This case requires, at a minimum, two findings from the Supreme Court: First, the Second Amendment secures an individual right to keep and bear arms — not a right limited to people engaged in state militia service. Second, the district’s ban on all functional firearms violates that individual right and is, therefore, unconstitutional.
An outpouring of modern scholarship — much of it coming from liberal constitutional scholars, like Laurence Tribe at Harvard University and Akhil Amar at Yale University — supports the view that the right to keep and bear arms is an individual right. After all, the Second Amendment is in the Bill of Rights, the part of the Constitution explicitly designed to secure individual rights. And the text of the amendment refers to the “right of the people” — the same people mentioned in the First, Fourth, Ninth and Tenth Amendments. It is inconceivable that the framers — seeking to provide Americans with a means to resist tyrannical government — would fashion a right that can be exercised only in the context of a militia that is under government control.

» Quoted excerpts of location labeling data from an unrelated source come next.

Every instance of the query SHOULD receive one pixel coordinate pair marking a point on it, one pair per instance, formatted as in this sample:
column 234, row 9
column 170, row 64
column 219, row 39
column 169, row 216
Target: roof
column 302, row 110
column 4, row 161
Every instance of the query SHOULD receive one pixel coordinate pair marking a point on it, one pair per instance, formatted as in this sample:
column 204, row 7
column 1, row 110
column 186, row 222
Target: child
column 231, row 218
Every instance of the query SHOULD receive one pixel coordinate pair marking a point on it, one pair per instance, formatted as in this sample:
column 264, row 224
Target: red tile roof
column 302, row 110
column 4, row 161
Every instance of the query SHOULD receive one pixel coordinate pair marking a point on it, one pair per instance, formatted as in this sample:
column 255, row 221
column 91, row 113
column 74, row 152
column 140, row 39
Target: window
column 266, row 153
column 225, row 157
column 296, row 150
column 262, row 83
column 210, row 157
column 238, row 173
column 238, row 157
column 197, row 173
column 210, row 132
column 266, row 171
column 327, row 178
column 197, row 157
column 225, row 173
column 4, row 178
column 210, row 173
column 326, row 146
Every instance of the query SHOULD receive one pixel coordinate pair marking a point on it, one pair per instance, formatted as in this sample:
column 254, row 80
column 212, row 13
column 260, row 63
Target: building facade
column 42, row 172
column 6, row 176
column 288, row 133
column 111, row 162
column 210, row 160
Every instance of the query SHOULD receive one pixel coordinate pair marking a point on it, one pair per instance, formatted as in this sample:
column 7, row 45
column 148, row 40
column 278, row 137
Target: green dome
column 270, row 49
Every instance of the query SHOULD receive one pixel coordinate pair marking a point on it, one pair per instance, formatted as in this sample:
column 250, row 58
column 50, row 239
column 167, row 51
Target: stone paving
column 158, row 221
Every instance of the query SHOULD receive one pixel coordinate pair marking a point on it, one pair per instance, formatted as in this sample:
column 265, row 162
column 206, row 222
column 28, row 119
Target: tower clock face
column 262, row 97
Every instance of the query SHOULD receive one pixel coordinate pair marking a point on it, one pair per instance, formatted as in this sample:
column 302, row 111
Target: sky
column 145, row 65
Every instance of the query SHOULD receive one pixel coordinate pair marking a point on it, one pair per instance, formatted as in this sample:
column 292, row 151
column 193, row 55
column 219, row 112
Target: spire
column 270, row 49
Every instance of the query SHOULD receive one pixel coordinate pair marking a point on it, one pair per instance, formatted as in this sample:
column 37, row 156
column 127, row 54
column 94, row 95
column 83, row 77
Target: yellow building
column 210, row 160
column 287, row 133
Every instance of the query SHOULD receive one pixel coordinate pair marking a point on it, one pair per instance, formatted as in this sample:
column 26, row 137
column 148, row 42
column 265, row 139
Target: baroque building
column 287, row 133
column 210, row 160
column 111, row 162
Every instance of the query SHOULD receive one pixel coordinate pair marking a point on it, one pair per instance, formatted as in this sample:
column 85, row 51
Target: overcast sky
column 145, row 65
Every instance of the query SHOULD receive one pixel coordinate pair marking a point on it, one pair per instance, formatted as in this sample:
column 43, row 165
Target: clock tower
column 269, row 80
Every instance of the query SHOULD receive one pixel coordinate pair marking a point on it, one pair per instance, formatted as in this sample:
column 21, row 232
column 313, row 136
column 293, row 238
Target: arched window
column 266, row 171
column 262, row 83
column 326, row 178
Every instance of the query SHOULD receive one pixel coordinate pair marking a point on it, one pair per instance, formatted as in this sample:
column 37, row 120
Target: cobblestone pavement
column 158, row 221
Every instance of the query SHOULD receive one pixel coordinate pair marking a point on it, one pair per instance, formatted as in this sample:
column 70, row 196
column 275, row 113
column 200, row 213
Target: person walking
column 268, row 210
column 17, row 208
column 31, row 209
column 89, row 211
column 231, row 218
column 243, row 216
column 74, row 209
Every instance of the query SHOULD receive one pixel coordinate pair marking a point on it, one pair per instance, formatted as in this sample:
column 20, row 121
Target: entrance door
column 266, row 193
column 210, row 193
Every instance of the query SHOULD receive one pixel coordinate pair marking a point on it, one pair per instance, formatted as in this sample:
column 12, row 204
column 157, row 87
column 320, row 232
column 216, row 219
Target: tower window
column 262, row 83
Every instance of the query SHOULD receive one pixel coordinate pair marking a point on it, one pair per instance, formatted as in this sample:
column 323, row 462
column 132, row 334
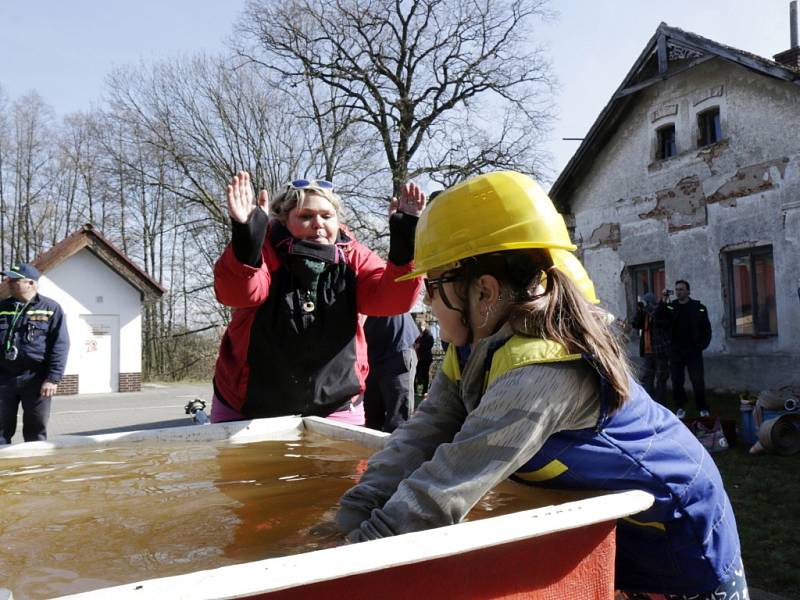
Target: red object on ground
column 569, row 565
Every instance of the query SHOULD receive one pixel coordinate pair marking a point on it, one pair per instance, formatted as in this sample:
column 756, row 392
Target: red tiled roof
column 90, row 238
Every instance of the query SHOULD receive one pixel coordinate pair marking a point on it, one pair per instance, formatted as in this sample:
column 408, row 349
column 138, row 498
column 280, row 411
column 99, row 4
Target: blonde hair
column 545, row 303
column 292, row 197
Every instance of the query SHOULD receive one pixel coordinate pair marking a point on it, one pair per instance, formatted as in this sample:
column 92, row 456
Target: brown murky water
column 77, row 521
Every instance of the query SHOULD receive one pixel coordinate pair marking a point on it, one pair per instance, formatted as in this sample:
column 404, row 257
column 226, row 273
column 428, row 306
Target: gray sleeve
column 518, row 412
column 435, row 422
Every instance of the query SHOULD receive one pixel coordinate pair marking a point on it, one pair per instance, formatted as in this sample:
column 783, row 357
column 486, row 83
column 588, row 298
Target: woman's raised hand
column 411, row 200
column 240, row 198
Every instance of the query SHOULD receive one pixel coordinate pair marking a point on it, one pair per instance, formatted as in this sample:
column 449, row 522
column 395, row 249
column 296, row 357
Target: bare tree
column 449, row 87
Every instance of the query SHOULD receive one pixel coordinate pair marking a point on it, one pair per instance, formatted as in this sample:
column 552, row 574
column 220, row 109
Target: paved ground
column 157, row 405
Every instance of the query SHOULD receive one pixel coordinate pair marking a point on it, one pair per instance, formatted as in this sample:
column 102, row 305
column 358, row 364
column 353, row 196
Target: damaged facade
column 692, row 171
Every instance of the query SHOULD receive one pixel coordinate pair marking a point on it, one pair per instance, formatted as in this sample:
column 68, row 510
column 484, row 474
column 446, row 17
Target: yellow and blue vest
column 687, row 542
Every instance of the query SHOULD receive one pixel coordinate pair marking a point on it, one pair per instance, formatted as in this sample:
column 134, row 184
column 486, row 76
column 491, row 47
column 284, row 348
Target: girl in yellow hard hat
column 544, row 396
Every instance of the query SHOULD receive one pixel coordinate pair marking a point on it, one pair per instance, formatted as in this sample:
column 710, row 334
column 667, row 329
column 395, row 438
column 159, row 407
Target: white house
column 692, row 171
column 101, row 292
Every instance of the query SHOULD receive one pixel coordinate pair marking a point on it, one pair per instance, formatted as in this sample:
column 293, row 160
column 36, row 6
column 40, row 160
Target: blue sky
column 65, row 48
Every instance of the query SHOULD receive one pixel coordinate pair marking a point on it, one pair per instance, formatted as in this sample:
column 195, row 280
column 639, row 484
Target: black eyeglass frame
column 301, row 184
column 431, row 285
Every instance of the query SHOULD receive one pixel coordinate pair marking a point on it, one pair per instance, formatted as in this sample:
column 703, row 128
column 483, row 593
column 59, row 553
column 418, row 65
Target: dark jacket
column 699, row 326
column 424, row 347
column 654, row 331
column 40, row 336
column 389, row 336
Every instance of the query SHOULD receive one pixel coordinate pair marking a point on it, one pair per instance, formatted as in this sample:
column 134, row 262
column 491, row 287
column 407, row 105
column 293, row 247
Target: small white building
column 692, row 171
column 101, row 292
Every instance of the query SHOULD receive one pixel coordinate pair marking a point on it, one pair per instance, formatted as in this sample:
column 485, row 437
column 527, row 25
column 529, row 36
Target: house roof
column 91, row 239
column 669, row 52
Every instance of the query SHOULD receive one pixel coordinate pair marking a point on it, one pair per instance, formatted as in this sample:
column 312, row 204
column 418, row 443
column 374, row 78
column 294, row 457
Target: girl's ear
column 488, row 288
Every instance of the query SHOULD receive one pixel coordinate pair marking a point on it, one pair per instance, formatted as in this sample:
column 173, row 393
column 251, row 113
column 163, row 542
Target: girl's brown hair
column 545, row 303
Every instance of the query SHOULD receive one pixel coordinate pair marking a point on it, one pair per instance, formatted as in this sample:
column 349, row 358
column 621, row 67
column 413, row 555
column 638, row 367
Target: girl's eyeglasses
column 431, row 284
column 299, row 184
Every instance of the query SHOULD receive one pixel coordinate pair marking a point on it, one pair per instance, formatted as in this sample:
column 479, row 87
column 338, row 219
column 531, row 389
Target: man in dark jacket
column 389, row 394
column 35, row 342
column 691, row 334
column 424, row 347
column 654, row 339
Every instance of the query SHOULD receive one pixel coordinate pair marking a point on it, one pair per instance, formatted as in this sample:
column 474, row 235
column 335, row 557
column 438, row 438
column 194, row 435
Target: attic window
column 709, row 127
column 665, row 138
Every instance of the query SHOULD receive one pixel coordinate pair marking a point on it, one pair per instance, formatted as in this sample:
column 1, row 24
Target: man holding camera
column 35, row 341
column 690, row 335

But can Washington’s ban on all functional firearms coexist with a Second Amendment that secures an individual right? That question might hinge on how rigorously the court reviews the constitutionality of Second Amendment restrictions. If the court believes the Second Amendment meaningfully constrains government, Washington’s ban is impermissible.
Even if the court believes that a ban on an entire class of protected weapons can sometimes be justified, it should conclude that regulations like those in Washington are subject to strict judicial scrutiny: government, if challenged, would have to demonstrate that restrictions serve a compelling state interest, will be effective at attaining the desired goal, and do not unnecessarily compromise Second Amendment rights. That three-part standard has considerable teeth, but will not foreclose legitimate gun regulations, such as sensible registration requirements, proficiency testing, instant background checks, bans on massively destructive weapons, and prohibitions on gun ownership by children, mental incompetents, and violent felons.
The court rigorously scrutinizes all regulations that infringe on personal “fundamental” rights — defined as those rights “implicit in the concept of ordered liberty” or “deeply rooted in the nation’s history and traditions.” Express provisions in the Bill of Rights are certainly fundamental, and the right to keep and bear arms — occasionally a matter of life-and-death significance — is no exception.
If the district’s outright ban on all handguns, in all homes, at all times, for all purposes, is determined by the court to pass muster, it will mean that the Supreme Court intends to rubberstamp just about any regulation that a legislature can dream up — no matter whether the government has offered any justification whatsoever, much less a justification that would survive strict scrutiny. That would, in effect, excise the Second Amendment from the Constitution. A right that cannot be enforced is no right at all.
At root, the Heller case is simple. It’s about self-defense: individuals living in a dangerous community who want to protect themselves in their own homes when necessary. The Second Amendment to the Constitution was intended to safeguard that right. Banning handguns outright is unconstitutional.